Clearly, for each point we will look at n+2 or fewer records: we will always see exactly two records that don’t involve point i, and there are only n records that do involve i. Thus, in O(n) we will determine the second diameter for S[i], and therefore in O(n^2) time we are done with the task.
(Lazier implementations work too, e.g., you could just sort all the records in a single array. I chose the above description and implementation because it’s easier to argue about its time complexity.)
Given a string, consider a directed graph where the individual characters are labeled nodes, and each node has edges to other nodes that are and must remain before this node. Valid ways to reorder the string correspond to valid topological orders of the graph. (*)
The lexicographically smallest topological order is always unique. (When choosing the next node, we can never have a tie because nodes with the same digit cannot swap places.) Thus, we can find a canonical representation for each equivalence class of strings by constructing the lexicographically smallest topological order in the above graph. Two strings are equivalent iff their canonical representations are the same.

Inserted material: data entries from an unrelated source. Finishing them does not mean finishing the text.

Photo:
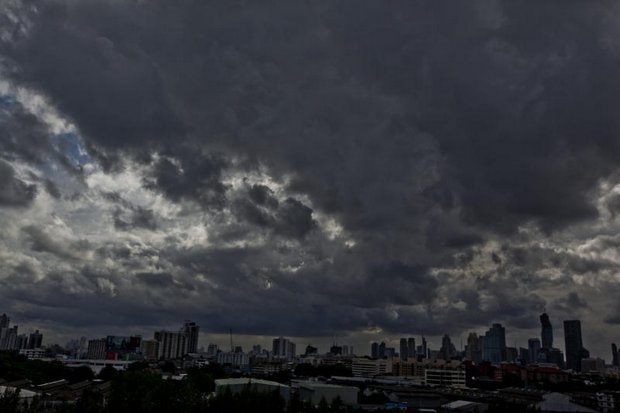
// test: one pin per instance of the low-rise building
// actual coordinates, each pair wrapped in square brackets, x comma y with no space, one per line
[445,377]
[363,367]
[314,392]
[240,384]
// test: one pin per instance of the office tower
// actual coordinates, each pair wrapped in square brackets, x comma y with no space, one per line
[309,350]
[4,321]
[191,330]
[556,357]
[511,354]
[374,350]
[411,347]
[574,345]
[533,346]
[382,350]
[473,351]
[96,349]
[212,349]
[172,344]
[404,352]
[22,342]
[495,344]
[35,340]
[546,331]
[335,350]
[283,348]
[149,349]
[447,350]
[9,338]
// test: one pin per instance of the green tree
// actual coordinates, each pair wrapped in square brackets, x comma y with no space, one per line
[9,400]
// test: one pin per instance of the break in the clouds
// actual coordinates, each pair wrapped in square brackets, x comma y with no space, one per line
[352,169]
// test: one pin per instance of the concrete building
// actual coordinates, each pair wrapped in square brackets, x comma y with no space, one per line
[96,349]
[593,365]
[574,345]
[191,330]
[35,340]
[533,346]
[444,377]
[172,344]
[313,393]
[363,367]
[238,385]
[495,344]
[283,348]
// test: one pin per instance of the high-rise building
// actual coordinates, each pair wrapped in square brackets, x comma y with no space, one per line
[35,340]
[533,346]
[447,350]
[404,350]
[495,344]
[96,349]
[411,353]
[283,348]
[374,350]
[546,331]
[191,330]
[574,345]
[382,350]
[172,344]
[473,351]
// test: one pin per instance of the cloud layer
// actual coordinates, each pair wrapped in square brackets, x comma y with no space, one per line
[312,169]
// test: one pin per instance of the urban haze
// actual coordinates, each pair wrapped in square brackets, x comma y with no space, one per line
[330,171]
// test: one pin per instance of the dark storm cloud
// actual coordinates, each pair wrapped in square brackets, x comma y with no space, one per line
[138,218]
[13,191]
[325,94]
[423,130]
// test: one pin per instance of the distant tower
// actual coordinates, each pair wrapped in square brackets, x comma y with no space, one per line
[411,347]
[374,350]
[533,347]
[35,340]
[404,351]
[191,330]
[495,344]
[546,331]
[574,345]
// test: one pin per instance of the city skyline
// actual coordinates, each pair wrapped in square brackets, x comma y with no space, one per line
[311,170]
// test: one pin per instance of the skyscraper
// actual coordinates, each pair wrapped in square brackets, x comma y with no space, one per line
[533,347]
[411,347]
[447,350]
[404,350]
[574,345]
[546,331]
[35,340]
[495,344]
[191,330]
[473,351]
[374,350]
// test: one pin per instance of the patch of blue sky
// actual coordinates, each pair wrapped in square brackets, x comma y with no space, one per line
[70,145]
[6,101]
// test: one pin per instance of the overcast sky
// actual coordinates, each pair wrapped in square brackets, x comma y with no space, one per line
[353,169]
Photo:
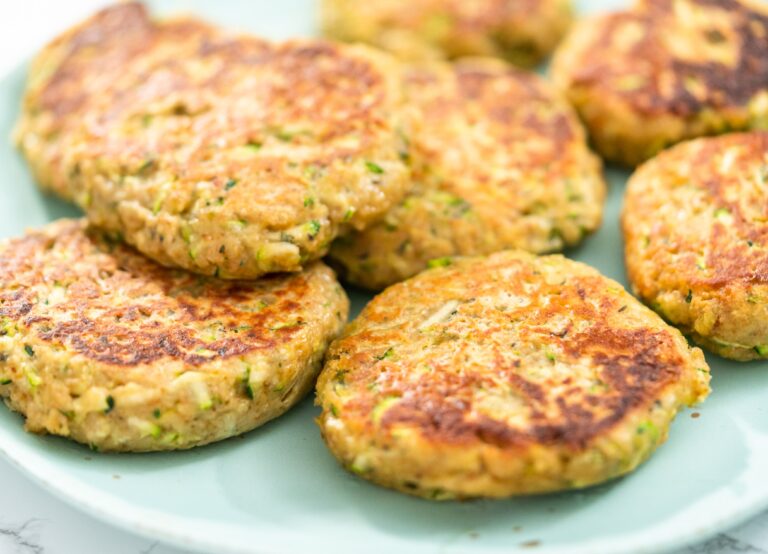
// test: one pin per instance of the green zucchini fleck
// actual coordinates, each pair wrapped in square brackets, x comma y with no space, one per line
[374,168]
[439,262]
[313,228]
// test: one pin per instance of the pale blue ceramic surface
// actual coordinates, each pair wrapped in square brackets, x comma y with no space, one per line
[277,490]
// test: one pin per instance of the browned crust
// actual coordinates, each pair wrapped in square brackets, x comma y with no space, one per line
[636,357]
[663,90]
[121,309]
[731,251]
[171,132]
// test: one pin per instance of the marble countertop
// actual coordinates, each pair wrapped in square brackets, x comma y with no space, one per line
[34,522]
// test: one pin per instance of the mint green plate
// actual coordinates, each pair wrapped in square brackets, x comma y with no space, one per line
[278,489]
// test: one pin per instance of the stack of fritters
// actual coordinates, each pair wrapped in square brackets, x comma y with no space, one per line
[229,161]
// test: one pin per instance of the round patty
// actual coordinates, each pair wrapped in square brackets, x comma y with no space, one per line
[103,346]
[505,375]
[521,31]
[225,155]
[499,161]
[695,225]
[665,71]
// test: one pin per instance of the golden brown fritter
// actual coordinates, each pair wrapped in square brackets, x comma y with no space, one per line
[521,31]
[663,72]
[695,225]
[101,345]
[225,155]
[499,161]
[505,375]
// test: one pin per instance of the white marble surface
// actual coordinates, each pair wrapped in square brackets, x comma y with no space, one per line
[34,522]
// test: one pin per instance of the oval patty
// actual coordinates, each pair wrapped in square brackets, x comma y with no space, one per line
[223,154]
[695,223]
[504,375]
[663,72]
[103,346]
[499,161]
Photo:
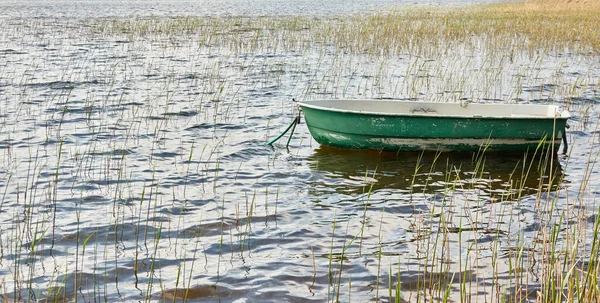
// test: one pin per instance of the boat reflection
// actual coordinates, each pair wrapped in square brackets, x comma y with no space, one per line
[502,175]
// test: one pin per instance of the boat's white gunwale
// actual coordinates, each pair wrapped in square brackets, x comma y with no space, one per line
[564,114]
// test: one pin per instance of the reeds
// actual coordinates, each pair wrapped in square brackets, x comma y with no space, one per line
[141,174]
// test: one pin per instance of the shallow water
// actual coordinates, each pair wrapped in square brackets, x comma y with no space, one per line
[105,9]
[136,168]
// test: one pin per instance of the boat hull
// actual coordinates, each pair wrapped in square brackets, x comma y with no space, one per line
[428,130]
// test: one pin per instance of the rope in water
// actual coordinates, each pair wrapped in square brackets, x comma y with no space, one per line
[292,126]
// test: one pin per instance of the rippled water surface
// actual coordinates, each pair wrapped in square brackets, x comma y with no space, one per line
[135,168]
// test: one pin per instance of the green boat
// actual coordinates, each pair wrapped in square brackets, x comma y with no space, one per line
[431,126]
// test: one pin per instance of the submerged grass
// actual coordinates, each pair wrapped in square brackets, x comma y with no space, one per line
[505,29]
[461,240]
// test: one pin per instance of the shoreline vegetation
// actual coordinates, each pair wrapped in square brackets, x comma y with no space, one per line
[550,26]
[447,233]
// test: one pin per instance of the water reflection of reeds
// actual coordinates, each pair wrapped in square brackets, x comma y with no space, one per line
[501,176]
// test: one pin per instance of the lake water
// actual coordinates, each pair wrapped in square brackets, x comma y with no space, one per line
[134,165]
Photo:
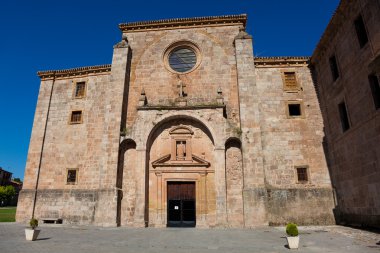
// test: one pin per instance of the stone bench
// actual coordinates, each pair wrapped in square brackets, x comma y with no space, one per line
[51,220]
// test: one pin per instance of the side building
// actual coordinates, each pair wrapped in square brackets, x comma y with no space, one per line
[346,66]
[184,128]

When constructing the topological order of a string of length n, we don’t need all Theta(n^2) edges. All we need are the shortest ones: for each node d it is enough to have an edge to at most three other nodes: the last node with d-1, the last node with d, and the last node with d+1 to the left of this node. This way we can compute the canonical representation of a string in linear time.
(*) It should be obvious that valid ways to reorder the string are a subset of valid topological orders. To have a formally correct proof of this claim, we need to show that each valid topological order can actually be produced from each other by a series of allowed swaps -- i.e., that there cannot be multiple groups of topological orders such that going from one group to another always requires many changes. To show this, take the lex min topological order and any other valid order. Let x be the first node from the lex min order that is out of place in the other order. All prerequisites of x are already placed in the common prefix of the two orders, so we can freely shift x to the left using a series of swaps until it reaches its proper place. Repeating this argument gives us the proof we needed.

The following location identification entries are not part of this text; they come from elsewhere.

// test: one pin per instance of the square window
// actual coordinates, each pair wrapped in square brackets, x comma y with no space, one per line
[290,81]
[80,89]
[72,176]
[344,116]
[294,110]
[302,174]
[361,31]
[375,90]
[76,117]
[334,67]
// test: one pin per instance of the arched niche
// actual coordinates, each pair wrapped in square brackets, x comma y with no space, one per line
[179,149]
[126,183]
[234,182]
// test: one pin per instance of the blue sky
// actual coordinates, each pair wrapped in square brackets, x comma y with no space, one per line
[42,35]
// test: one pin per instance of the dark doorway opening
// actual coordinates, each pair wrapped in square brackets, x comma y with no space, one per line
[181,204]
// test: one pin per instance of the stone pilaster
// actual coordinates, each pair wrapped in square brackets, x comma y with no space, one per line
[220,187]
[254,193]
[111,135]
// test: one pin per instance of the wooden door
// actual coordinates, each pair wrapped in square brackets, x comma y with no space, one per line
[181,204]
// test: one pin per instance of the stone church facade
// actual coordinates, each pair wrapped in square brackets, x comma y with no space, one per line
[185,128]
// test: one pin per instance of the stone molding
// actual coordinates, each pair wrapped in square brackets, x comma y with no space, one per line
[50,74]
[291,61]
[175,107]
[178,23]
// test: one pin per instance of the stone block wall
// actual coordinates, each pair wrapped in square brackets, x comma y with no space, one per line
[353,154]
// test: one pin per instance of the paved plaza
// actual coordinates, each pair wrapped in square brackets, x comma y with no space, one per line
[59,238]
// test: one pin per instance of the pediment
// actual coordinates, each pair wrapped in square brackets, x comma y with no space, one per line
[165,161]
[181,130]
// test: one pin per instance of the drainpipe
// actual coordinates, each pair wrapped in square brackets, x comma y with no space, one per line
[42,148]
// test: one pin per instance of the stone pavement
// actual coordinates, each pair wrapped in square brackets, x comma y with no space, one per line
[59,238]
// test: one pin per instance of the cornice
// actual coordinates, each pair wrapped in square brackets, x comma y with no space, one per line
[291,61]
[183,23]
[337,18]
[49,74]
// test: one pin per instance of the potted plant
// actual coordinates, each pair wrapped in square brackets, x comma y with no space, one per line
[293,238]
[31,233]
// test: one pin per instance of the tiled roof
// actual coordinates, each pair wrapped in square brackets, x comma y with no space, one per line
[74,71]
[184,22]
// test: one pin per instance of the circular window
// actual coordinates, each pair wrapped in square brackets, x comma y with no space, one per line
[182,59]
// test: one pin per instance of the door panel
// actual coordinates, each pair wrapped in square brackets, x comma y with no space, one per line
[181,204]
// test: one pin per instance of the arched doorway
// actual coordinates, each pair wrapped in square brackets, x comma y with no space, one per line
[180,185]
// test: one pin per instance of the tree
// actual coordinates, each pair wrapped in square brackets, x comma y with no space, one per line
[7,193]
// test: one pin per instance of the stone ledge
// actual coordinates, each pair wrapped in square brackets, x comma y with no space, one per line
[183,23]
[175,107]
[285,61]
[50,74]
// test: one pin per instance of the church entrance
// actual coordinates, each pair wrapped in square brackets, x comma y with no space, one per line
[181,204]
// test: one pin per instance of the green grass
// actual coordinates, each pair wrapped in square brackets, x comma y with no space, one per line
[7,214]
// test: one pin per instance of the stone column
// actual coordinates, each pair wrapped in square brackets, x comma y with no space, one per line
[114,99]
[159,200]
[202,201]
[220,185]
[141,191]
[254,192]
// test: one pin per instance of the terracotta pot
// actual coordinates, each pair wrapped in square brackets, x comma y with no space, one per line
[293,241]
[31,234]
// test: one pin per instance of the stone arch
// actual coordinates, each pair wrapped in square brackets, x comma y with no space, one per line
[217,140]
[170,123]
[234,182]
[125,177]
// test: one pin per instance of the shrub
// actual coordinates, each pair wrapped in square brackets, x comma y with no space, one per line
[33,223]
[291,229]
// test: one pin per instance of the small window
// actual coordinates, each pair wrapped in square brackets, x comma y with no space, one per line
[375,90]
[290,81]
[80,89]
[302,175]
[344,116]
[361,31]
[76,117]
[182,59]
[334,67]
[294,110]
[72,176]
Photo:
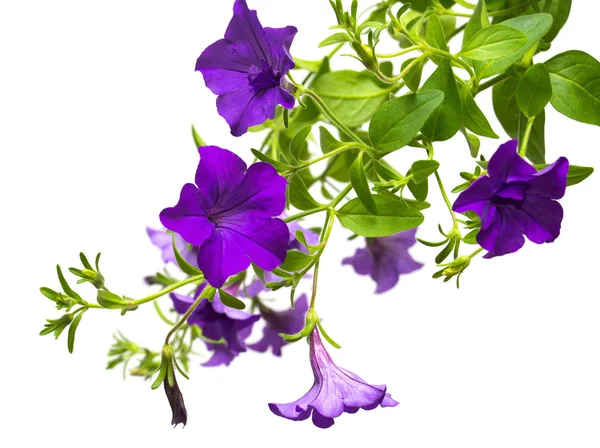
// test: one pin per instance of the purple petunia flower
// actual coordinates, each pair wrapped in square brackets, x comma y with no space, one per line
[246,69]
[334,391]
[515,199]
[385,259]
[218,321]
[290,321]
[228,215]
[162,240]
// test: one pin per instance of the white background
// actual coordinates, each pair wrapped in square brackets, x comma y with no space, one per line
[96,101]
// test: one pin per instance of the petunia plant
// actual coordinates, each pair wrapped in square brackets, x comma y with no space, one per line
[238,232]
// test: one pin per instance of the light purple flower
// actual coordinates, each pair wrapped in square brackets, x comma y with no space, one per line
[385,259]
[289,322]
[218,321]
[162,240]
[334,391]
[228,215]
[515,199]
[246,69]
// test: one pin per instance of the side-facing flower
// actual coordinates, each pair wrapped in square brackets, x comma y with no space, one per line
[246,69]
[229,213]
[385,259]
[334,391]
[514,199]
[162,240]
[218,322]
[288,322]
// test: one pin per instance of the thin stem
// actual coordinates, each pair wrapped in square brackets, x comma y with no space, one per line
[188,313]
[168,289]
[525,140]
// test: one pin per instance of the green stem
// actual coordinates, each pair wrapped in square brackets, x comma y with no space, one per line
[188,313]
[168,289]
[525,140]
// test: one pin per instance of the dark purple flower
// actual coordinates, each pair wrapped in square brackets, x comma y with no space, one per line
[385,259]
[334,391]
[247,68]
[162,240]
[289,322]
[228,215]
[218,321]
[515,199]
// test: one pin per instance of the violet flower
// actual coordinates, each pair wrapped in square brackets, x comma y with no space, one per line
[289,322]
[228,215]
[162,240]
[218,321]
[515,199]
[334,391]
[246,69]
[385,259]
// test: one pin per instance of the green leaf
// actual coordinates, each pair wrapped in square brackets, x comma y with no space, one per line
[479,20]
[575,78]
[335,39]
[299,195]
[534,90]
[422,169]
[198,141]
[534,26]
[446,119]
[182,262]
[298,143]
[358,178]
[231,301]
[493,42]
[412,79]
[72,330]
[279,166]
[575,175]
[352,96]
[474,119]
[296,261]
[392,216]
[398,121]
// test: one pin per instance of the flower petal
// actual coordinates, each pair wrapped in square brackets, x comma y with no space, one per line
[220,257]
[219,173]
[506,165]
[262,240]
[188,217]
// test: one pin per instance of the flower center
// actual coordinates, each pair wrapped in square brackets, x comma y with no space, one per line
[264,77]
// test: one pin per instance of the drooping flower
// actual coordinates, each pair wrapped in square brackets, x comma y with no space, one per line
[218,322]
[162,240]
[246,69]
[334,391]
[385,259]
[289,322]
[228,215]
[514,199]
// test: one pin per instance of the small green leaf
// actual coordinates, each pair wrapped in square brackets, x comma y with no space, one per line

We will always use a rectangle with dimensions 200000 x 100000. This rectangle has exactly the maximum allowed area. Below we will show constructively that it can cover any valid polyline.
Suppose the rectangle is placed with vertices at (0,0), (0,200000) and (100000,200000). We’ll call the line x=50000 the major axis of our rectangle.
Let’s mark two points X, Y on our polyline. If its length L is at most 100,000, we’ll mark its endpoints. Otherwise, we will mark the two points that are (L-100000)/2 from each end. E.g., for the maximum length polyline with L=200,000 we will mark the points that are at distance 50,000 (measured along the polyline) from each end.
We will place the rectangle so that its major axis lies on the segment XY and the centers of the rectangle and segment XY coincide. We claim that the entire polyline is now covered. This is because (when measured along the polyline) each point on the polyline has distance from X or from Y at most 50,000, and thus its actual Euclidean distance from X or Y is at most 50,000. And all such points are covered by our rectangle.